British rocker Ozzy Osbourne and his son, Jack, slipped into Lexington on April 15 to shoot a segment of their road-trip reality TV show at a bizarre but little-known museum of 19th-century medical curiosities.
James Day, a Transylvania physics professor and curator of the museum, said producers won’t let him discuss the show before it airs. So he couldn’t say what interested the Osbournes most.
Was it the 14-inch hairball cut from a cow’s stomach in 1848? Fetal skeletons in glass domes? The piece of the “mystery meat” that rained down on a Kentucky farm in 1876? Or maybe the 1820s anatomical model of a woman made in wax?
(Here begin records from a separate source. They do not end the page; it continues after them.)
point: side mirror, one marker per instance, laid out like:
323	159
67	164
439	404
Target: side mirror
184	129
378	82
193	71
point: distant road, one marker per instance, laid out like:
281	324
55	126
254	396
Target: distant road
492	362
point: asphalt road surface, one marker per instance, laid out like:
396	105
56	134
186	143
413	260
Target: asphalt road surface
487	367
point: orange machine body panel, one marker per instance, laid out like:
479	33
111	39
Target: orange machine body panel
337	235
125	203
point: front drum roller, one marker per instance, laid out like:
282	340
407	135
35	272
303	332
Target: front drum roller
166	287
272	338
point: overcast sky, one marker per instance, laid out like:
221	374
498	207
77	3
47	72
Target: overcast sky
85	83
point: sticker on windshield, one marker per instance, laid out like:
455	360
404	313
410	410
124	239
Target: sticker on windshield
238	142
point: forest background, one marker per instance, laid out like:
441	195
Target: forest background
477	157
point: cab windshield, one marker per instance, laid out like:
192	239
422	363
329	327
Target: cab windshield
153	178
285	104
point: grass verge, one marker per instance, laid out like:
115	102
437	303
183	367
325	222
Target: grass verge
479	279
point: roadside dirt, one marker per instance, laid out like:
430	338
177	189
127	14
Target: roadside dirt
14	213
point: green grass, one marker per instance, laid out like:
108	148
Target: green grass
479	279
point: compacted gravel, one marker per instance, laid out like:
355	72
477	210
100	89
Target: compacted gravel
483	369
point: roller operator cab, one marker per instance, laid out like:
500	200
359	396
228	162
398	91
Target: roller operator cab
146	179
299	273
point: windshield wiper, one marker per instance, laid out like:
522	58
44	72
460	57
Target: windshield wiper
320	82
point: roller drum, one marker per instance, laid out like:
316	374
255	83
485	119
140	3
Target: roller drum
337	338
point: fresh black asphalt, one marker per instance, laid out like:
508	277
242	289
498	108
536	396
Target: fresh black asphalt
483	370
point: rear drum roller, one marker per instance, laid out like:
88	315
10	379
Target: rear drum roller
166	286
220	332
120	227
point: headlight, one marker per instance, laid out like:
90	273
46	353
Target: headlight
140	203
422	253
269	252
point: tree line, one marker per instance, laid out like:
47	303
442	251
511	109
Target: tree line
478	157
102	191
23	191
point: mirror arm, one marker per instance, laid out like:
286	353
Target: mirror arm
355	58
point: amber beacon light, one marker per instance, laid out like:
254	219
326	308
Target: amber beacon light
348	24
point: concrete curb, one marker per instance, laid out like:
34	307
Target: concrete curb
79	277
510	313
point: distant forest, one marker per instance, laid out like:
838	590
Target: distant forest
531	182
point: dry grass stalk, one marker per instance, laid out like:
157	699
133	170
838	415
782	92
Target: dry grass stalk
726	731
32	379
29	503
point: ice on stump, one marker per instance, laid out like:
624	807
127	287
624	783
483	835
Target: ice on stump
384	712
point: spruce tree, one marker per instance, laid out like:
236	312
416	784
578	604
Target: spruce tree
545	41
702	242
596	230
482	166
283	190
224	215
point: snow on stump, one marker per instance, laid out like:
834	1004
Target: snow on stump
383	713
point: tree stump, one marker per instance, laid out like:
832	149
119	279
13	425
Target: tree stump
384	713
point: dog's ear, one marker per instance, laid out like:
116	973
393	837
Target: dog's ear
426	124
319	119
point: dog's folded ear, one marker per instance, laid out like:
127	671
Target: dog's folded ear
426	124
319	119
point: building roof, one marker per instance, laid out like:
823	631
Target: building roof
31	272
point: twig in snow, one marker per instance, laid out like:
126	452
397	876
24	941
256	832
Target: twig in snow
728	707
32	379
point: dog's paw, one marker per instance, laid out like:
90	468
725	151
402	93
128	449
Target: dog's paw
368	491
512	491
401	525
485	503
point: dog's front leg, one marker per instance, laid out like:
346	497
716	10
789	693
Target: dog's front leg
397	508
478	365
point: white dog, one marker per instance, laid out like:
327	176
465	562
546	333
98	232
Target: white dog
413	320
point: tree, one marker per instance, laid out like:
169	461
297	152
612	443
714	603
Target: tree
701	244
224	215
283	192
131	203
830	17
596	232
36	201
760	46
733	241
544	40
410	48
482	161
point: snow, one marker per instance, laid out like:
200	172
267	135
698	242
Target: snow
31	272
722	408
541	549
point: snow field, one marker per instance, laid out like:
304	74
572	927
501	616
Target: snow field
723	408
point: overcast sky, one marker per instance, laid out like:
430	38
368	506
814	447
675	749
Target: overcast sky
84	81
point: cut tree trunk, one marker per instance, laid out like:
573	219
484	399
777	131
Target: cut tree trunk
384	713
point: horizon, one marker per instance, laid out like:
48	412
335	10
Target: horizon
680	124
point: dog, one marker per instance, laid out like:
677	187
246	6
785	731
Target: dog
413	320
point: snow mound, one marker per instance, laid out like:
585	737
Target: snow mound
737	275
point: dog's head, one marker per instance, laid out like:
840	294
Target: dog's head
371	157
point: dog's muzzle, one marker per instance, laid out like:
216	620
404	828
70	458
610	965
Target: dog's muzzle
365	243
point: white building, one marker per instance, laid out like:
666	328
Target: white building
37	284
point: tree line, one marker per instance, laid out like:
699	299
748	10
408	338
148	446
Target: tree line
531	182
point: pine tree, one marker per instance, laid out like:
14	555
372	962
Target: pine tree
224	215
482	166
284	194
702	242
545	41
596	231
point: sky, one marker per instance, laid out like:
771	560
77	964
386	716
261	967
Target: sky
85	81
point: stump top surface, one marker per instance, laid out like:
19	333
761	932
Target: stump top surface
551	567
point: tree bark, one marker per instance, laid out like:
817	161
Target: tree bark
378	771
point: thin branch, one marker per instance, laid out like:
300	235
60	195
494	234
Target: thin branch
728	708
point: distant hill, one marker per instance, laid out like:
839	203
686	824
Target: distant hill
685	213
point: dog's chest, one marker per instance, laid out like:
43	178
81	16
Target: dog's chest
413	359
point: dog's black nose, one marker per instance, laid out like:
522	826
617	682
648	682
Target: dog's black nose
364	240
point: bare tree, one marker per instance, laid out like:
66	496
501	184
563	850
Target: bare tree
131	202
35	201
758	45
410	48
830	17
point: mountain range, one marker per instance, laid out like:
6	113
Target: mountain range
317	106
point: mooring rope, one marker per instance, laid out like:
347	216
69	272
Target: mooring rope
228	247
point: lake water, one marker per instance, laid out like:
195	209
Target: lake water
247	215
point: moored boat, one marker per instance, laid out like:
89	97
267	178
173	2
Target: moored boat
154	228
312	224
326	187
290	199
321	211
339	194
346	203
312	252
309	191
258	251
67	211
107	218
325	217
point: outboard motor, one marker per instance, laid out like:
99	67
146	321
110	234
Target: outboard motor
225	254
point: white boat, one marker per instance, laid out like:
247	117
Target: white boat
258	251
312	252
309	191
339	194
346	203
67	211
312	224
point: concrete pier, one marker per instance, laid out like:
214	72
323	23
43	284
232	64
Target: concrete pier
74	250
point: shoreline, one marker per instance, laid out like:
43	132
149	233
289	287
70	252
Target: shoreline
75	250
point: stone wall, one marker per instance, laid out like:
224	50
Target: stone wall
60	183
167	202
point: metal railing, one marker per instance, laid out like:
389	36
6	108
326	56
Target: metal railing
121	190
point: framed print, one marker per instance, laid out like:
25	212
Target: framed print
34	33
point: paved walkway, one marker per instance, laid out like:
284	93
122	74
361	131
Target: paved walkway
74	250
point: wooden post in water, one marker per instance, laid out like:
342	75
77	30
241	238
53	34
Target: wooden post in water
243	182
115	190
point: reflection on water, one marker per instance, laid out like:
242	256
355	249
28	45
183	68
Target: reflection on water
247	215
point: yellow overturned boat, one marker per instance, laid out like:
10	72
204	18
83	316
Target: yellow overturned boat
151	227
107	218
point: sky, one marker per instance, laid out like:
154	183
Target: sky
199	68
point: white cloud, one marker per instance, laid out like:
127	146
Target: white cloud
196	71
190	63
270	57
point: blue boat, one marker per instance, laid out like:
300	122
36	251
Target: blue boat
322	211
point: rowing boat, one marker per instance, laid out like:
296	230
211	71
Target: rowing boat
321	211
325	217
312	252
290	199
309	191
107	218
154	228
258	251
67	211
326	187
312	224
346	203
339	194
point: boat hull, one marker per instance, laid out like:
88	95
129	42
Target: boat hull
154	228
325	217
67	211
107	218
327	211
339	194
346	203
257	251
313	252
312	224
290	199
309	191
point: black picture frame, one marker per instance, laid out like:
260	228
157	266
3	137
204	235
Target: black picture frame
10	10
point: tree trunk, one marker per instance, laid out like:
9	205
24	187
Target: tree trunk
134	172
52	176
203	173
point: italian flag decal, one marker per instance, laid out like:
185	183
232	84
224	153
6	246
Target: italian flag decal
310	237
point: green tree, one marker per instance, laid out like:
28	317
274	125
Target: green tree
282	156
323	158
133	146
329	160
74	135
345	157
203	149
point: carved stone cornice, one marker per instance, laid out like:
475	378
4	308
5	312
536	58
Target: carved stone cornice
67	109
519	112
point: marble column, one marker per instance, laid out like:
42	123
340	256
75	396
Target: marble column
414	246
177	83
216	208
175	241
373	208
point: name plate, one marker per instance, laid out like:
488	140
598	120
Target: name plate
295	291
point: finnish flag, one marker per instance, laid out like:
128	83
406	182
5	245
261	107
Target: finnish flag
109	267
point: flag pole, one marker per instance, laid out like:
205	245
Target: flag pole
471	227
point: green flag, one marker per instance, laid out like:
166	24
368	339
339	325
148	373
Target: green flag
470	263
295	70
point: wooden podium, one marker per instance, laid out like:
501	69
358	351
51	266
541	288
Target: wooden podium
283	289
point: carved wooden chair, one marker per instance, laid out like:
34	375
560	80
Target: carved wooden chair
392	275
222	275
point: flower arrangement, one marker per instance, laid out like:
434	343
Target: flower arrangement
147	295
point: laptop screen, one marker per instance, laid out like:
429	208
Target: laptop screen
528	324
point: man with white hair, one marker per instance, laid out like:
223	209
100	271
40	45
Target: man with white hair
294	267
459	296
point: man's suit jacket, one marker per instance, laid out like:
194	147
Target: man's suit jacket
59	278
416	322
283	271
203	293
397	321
Day couldn’t say. But a video clip that A&E posted Monday on Twitter to promote the show might answer the question. It shows Osborne opening a box of mummified penises that were used to teach anatomy to surgeons before the Civil War.
“They’re usually not on display,” Day told me, pointing to the closed box in a cabinet.
Day said the network’s producers contacted him several months before the visit, describing their project only as a father-and-son travel show.
“They didn’t mention that it was Ozzy for a long time,” he said. “When they did, I laughed out loud. I was picturing a couple of nerds, not a rock star.”
The Moosnick Museum is the latest incarnation of medical and natural history exhibits that the university has displayed since at least 1802.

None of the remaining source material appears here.